Probing the dynamic properties in the LLPS process via site-directed spin labeling-electron paramagnetic resonance (SDSL-EPR) spectroscopy

Liquid-liquid phase separation (LLPS) of proteins and nucleic acids is a common phenomenon in cells that underlies the formation of membraneless organelles. Although the macroscopic behavior of biomolecular coacervates has been elucidated by microscopy, the detailed dynamic properties of proteins/peptides during the LLPS process remain poorly characterized. Here, site-directed spin labeling-electron paramagnetic resonance (SDSL-EPR) spectroscopy was employed to characterize the dynamic properties of a minimal model LLPS system consisting of positively charged peptides and RNA. The degree of phase separation, indicated by broadening of the EPR spectrum of the spin-labeled peptide due to slow molecular tumbling, was monitored by EPR. In addition, three distinct populations with varying molecular motion during LLPS, featuring different spectral lineshapes, were identified.
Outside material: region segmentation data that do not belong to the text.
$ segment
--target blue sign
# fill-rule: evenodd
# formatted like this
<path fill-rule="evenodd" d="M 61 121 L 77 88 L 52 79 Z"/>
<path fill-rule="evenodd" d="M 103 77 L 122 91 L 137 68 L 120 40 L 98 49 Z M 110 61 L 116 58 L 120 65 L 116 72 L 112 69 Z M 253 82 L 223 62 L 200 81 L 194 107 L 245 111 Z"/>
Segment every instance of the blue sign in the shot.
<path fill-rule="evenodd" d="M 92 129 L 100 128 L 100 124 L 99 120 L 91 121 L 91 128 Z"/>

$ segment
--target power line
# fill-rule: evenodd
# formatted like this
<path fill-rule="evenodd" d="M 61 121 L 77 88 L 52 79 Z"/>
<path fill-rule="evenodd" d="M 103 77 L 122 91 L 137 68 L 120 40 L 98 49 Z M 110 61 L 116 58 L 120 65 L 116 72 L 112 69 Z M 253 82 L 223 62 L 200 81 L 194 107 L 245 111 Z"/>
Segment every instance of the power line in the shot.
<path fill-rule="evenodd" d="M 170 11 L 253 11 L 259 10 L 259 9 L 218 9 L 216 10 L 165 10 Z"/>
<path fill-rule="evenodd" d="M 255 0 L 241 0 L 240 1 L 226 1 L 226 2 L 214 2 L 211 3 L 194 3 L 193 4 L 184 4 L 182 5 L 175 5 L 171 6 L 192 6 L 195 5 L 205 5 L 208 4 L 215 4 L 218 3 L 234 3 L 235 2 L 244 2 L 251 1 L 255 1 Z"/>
These populations included a fast motion component (I), a slower motion component (II) associated with peptides in the dispersed phase and an immobile component (III) observed in the dense phase. With gradual titration of the peptides to RNA, the EPR spectrum gradually shifted, reflecting changes in the populations of the components. Together, SDSL-EPR method not only provides new insights into the dynamic behavior of biomolecules during LLPS, but also offers a sensitive method for biomolecular phase separation processes at the molecular level.